Una rara e devastante crisi interna scuote il potente Consiglio di Cooperazione del Golfo, le sei petromonarchie alleate di Washington che tanto peso hanno nelle vicende mediorientali (e non solo). L’Arabia Saudita, gli Emirati Arabi Uniti e il Bahrein ieri a sorpresa hanno annunciato il ritiro dei loro ambasciatori dal Qatar, denunciando le «ingerenze» di Doha negli affari interni dei paesi vicini. Una mossa clamorosa e paradossale. L’Arabia saudita che spende centinaia di milioni di dollari per comprare le armi necessarie alle milizie jihadiste siriane per rovesciare Bashar Assad, accusa di «ingerenza» negli affari interni di altri Paesi i cugini-rivali del Qatar. Tuttavia questa crisi di enormi proporzioni non è una ricaduta della guerra civile siriana (alla quale, comunque, il Qatar partecipa con soldi e pressioni sull’opposizione). E’ figlia piuttosto del colpo di stato militare in Egitto che lo scorso luglio ha deposto il presidente islamista Mohammed Morsi e disintegrato il potere dei Fratelli musulmani, appoggiati proprio dal Qatar. E’ anche l’effetto della forte ripresa nella regione dell’influenza dell’Arabia saudita che aveva mal digerito l’intraprendenza, finanziaria e diplomatica, del piccolo (ma ricco di gas) Qatar, il “nano con il pugno di un gigante” sull’onda delle rivolte arabe.

La decisione delle tre petromonarchie fa seguito a una riunione, a dir poco tempestosa, che si era svolta martedì sera a Riyadh dei ministri degli esteri del Ccg. Il Qatar in quell’occasione ha continuano a contestare la legittimità del golpe militare in Egitto, in controtendenza con le altre monarchie del Golfo. In un clima da incontro di pugilato, Doha si è schierata di nuovo con i Fratelli Musulmani e con Mohammed Morsi, mentre Arabia Saudita, Bahrain ed Emirati hanno assicurato il loro sostegno alle autorità golpiste egiziane. Riyadh considera nemici i Fratelli Musulmani che contestano la legittimità del ruolo di “Custode di Mecca e Medina” che si è autoassegnata la dinastia Saud. Per questo l’Arabia saudita si è precipitata a garantire la solidità finanziaria dell’Egitto subito dopo il colpo di stato del 3 luglio. Non sorprende che ieri il Cairo – che sta processando giornalisti della televisione qatariota al Jazeera – abbia rincarato la dose quando ha appreso del ritiro degli ambasciatori. «Il Qatar è contro la posizione della maggioranza dei Paesi arabi», ha commentato lapidario il ministero degli esteri egiziano.

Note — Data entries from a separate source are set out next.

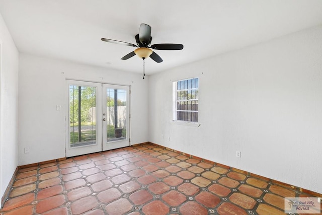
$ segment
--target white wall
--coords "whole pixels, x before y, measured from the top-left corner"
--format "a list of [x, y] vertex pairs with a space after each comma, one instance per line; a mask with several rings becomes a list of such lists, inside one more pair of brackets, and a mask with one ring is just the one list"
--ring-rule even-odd
[[19, 53], [0, 14], [0, 196], [18, 165]]
[[[19, 60], [19, 165], [65, 157], [66, 78], [130, 85], [131, 144], [148, 141], [148, 79], [26, 54], [21, 53]], [[60, 111], [57, 105], [61, 105]], [[30, 153], [24, 153], [25, 148]]]
[[[199, 127], [172, 122], [172, 82], [193, 77]], [[151, 76], [149, 92], [150, 141], [322, 193], [322, 26]]]

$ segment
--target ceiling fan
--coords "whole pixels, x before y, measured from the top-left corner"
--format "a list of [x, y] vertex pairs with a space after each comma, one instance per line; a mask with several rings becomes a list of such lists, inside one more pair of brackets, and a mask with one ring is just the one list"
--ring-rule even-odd
[[101, 40], [105, 42], [137, 47], [133, 51], [129, 53], [121, 58], [121, 59], [122, 60], [127, 60], [137, 55], [139, 57], [142, 58], [143, 60], [149, 56], [155, 62], [160, 63], [163, 61], [163, 60], [151, 49], [156, 50], [181, 50], [183, 48], [183, 45], [181, 44], [160, 43], [150, 45], [152, 41], [151, 26], [143, 23], [140, 26], [139, 33], [135, 35], [136, 45], [111, 39], [102, 38]]

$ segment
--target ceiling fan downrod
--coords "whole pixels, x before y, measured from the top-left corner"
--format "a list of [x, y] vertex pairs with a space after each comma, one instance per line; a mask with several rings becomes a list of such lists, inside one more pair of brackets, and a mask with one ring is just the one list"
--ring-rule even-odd
[[143, 59], [143, 79], [144, 79], [144, 76], [145, 76], [145, 57], [142, 57]]

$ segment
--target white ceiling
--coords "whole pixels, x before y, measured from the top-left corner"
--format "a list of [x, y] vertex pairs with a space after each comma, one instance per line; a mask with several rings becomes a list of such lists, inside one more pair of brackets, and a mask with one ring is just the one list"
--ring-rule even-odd
[[322, 24], [321, 0], [0, 0], [0, 13], [20, 52], [141, 73], [142, 60], [120, 58], [135, 47], [141, 23], [155, 50], [147, 75]]

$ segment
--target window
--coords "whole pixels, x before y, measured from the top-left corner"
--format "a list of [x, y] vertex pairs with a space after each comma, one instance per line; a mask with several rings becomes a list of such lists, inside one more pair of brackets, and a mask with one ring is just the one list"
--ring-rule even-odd
[[199, 79], [173, 83], [174, 119], [198, 122]]

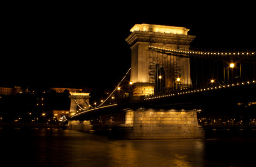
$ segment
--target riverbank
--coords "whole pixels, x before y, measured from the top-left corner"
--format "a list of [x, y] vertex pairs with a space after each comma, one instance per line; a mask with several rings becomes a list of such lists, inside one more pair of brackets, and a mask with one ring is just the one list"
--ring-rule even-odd
[[0, 128], [57, 128], [62, 125], [42, 123], [0, 123]]

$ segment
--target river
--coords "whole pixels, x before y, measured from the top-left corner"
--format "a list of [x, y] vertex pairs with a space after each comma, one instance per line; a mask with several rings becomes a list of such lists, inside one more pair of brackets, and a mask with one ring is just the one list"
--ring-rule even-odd
[[0, 128], [1, 166], [255, 166], [256, 138], [111, 140], [90, 131]]

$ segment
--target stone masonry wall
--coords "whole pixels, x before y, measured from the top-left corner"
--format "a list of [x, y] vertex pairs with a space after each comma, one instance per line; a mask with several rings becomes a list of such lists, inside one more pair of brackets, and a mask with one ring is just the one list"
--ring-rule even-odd
[[127, 110], [126, 124], [133, 126], [130, 139], [204, 138], [199, 129], [196, 112], [138, 109]]
[[92, 129], [90, 120], [70, 120], [67, 129], [70, 130], [90, 130]]

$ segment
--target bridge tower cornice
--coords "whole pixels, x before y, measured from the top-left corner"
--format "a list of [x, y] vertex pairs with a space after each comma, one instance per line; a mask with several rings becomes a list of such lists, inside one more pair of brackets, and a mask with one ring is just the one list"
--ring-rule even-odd
[[[149, 44], [175, 44], [188, 45], [195, 36], [153, 32], [134, 31], [126, 39], [132, 48], [137, 42], [146, 42]], [[186, 48], [188, 49], [188, 48]]]
[[[132, 33], [126, 41], [131, 49], [130, 80], [134, 83], [132, 89], [134, 96], [154, 93], [156, 85], [155, 74], [152, 73], [155, 72], [156, 65], [159, 68], [164, 68], [159, 59], [153, 57], [151, 51], [149, 49], [149, 45], [166, 47], [169, 49], [188, 50], [190, 42], [195, 38], [195, 36], [188, 35], [189, 31], [185, 27], [149, 24], [137, 24], [131, 29]], [[189, 60], [185, 60], [187, 64], [189, 62]], [[190, 72], [186, 71], [184, 73], [190, 75]], [[187, 80], [190, 83], [190, 78]], [[166, 84], [168, 84], [167, 80]]]

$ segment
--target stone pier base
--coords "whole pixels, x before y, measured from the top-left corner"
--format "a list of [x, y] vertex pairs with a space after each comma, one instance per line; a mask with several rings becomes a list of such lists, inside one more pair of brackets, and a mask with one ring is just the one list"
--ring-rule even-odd
[[71, 120], [69, 121], [67, 129], [70, 130], [91, 130], [92, 126], [90, 120]]
[[125, 124], [133, 128], [125, 135], [127, 139], [205, 138], [195, 110], [129, 110], [125, 119]]

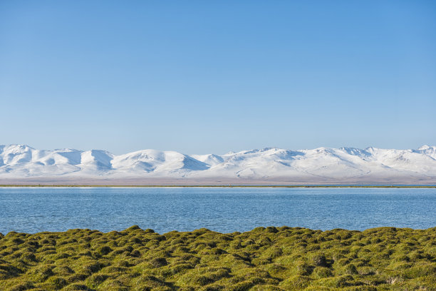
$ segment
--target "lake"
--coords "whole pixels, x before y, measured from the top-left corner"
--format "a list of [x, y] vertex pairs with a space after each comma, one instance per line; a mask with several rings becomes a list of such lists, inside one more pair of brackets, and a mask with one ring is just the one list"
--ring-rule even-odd
[[0, 188], [0, 233], [436, 226], [435, 188]]

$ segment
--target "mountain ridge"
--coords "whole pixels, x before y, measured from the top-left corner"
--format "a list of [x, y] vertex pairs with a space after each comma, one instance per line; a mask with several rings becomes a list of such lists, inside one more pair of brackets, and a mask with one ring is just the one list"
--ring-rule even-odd
[[62, 179], [74, 182], [83, 178], [108, 183], [129, 179], [217, 183], [436, 183], [436, 146], [408, 150], [264, 148], [224, 155], [145, 149], [114, 155], [103, 150], [38, 150], [26, 145], [0, 145], [0, 183]]

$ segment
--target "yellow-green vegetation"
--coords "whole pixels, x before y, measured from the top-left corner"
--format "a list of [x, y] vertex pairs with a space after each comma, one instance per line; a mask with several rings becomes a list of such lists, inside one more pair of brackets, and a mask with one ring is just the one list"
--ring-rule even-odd
[[436, 228], [0, 234], [0, 290], [436, 290]]

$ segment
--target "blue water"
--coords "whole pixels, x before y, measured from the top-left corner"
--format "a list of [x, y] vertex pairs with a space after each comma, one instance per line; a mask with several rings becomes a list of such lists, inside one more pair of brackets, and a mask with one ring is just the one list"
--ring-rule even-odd
[[0, 188], [0, 233], [436, 226], [435, 188]]

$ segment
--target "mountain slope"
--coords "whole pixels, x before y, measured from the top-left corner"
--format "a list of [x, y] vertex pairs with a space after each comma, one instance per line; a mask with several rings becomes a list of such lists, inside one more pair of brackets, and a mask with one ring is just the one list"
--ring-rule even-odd
[[[225, 155], [186, 155], [142, 150], [115, 155], [105, 150], [42, 150], [0, 146], [0, 183], [9, 180], [192, 180], [217, 183], [436, 183], [436, 147], [290, 150], [266, 148]], [[152, 180], [150, 180], [152, 179]]]

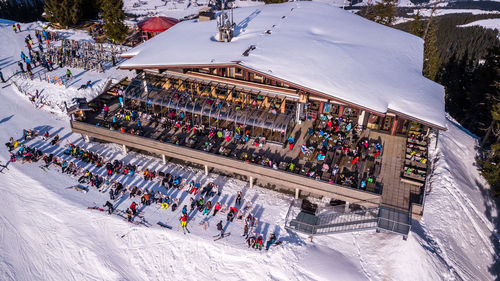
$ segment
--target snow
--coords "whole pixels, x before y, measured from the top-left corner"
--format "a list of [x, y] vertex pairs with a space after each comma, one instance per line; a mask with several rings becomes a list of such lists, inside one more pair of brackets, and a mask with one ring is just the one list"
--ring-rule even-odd
[[[422, 17], [429, 17], [432, 13], [432, 9], [419, 9], [419, 10], [413, 10], [413, 13], [409, 13], [409, 15], [415, 15], [417, 11], [420, 11], [420, 15]], [[480, 9], [436, 9], [436, 11], [434, 11], [434, 16], [442, 16], [447, 14], [481, 15], [481, 14], [498, 14], [498, 13], [500, 13], [500, 11], [488, 11]]]
[[[184, 21], [125, 53], [135, 56], [120, 67], [239, 63], [380, 113], [444, 127], [444, 89], [422, 76], [422, 39], [317, 2], [239, 8], [234, 18], [230, 43], [215, 40], [215, 21]], [[251, 45], [256, 49], [243, 56]]]
[[[11, 69], [9, 60], [17, 59], [26, 34], [14, 34], [9, 25], [0, 25], [1, 67]], [[21, 44], [21, 45], [19, 45]], [[86, 74], [83, 74], [86, 75]], [[101, 79], [112, 77], [101, 74]], [[49, 85], [33, 81], [37, 88], [52, 93]], [[3, 86], [3, 84], [0, 84]], [[69, 101], [78, 92], [56, 95], [59, 103]], [[241, 222], [229, 225], [228, 238], [213, 242], [215, 219], [206, 231], [191, 222], [191, 234], [178, 231], [177, 212], [157, 206], [144, 209], [146, 218], [162, 220], [173, 230], [157, 226], [146, 228], [108, 216], [88, 206], [102, 205], [107, 194], [95, 189], [87, 194], [65, 187], [76, 179], [63, 175], [55, 167], [44, 172], [38, 163], [9, 163], [0, 173], [0, 280], [494, 280], [498, 240], [493, 225], [497, 207], [489, 197], [489, 187], [474, 165], [477, 138], [448, 117], [431, 159], [435, 162], [427, 191], [424, 217], [414, 221], [408, 240], [388, 233], [364, 231], [314, 237], [313, 241], [283, 229], [287, 195], [236, 179], [169, 163], [135, 153], [122, 154], [118, 145], [85, 144], [71, 133], [68, 117], [35, 110], [13, 86], [0, 88], [0, 135], [6, 142], [19, 137], [22, 128], [49, 130], [61, 136], [61, 144], [51, 146], [40, 139], [28, 145], [61, 155], [67, 142], [87, 146], [112, 159], [139, 163], [142, 167], [171, 171], [202, 182], [216, 181], [223, 188], [222, 197], [234, 200], [236, 191], [244, 190], [244, 200], [259, 206], [262, 233], [279, 232], [285, 240], [270, 251], [248, 249]], [[9, 154], [0, 147], [0, 161]], [[83, 163], [78, 163], [83, 165]], [[114, 176], [128, 184], [158, 188], [140, 178]], [[183, 191], [177, 197], [188, 195]], [[131, 200], [117, 202], [120, 209]], [[219, 217], [216, 217], [219, 218]], [[220, 219], [224, 218], [220, 216]], [[225, 220], [224, 220], [225, 221]], [[124, 235], [124, 236], [123, 236]], [[121, 238], [123, 236], [123, 238]], [[492, 270], [488, 268], [492, 267]], [[495, 271], [496, 270], [496, 271]], [[196, 276], [196, 277], [193, 277]]]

Per i Fratelli Musulmani non va molto meglio negli Emirati Arabi Uniti dove sono perseguitati e puniti per le loro attività politiche. L’Emiro del Qatar al Thani lo scorso novembre, nel corso di un mini vertice del Ccg con l’emiro del Kuwait e il re saudita, aveva promesso di limitare il suo appoggio alla Fratellanza. Promessa che, dicono le altre petromonarchie, non ha mantenuto, tanto che il mese scorso gli Emirati hanno protestato con forza per i sermoni infuocati pronunciati in diretta da Doha, davanti alle telecamere di al Jazeera, dallo sceicco Yusef Qaradawi, un famoso predicatore e ideologo dei Fratelli Musulmani.

Sullo sfondo c’è anche l’atteggiamento morbido avuto dal Qatar nei confronti dell’Oman che nei mesi scorsi ha impedito la riorganizzazione del Ccg, in termini militari ed economici, sotto il “comando” dell’Arabia saudita intenzionata a creare un solido “blocco sunnita” in funzione anti-Iran (Muscat mantiene buone relazioni con Tehran). Riyadh avrebbe voluto punire l’Oman ma Doha si oppose. I Saud hanno risposto con il pugno di ferro, prima annullando l’influenza che per due anni il Qatar ha avuto sull’opposisione siriana e poi formando il “Fronte islamico” in alternativa all’Esercito libero siriano (Els) sponsorizzato da Doha. Ieri è calata anche la scure diplomatica. Il Qatar smorza i toni, lancia segnali concilianti, ma il ricco “nano con il pugno di un gigante” sa di essere nell’angolo.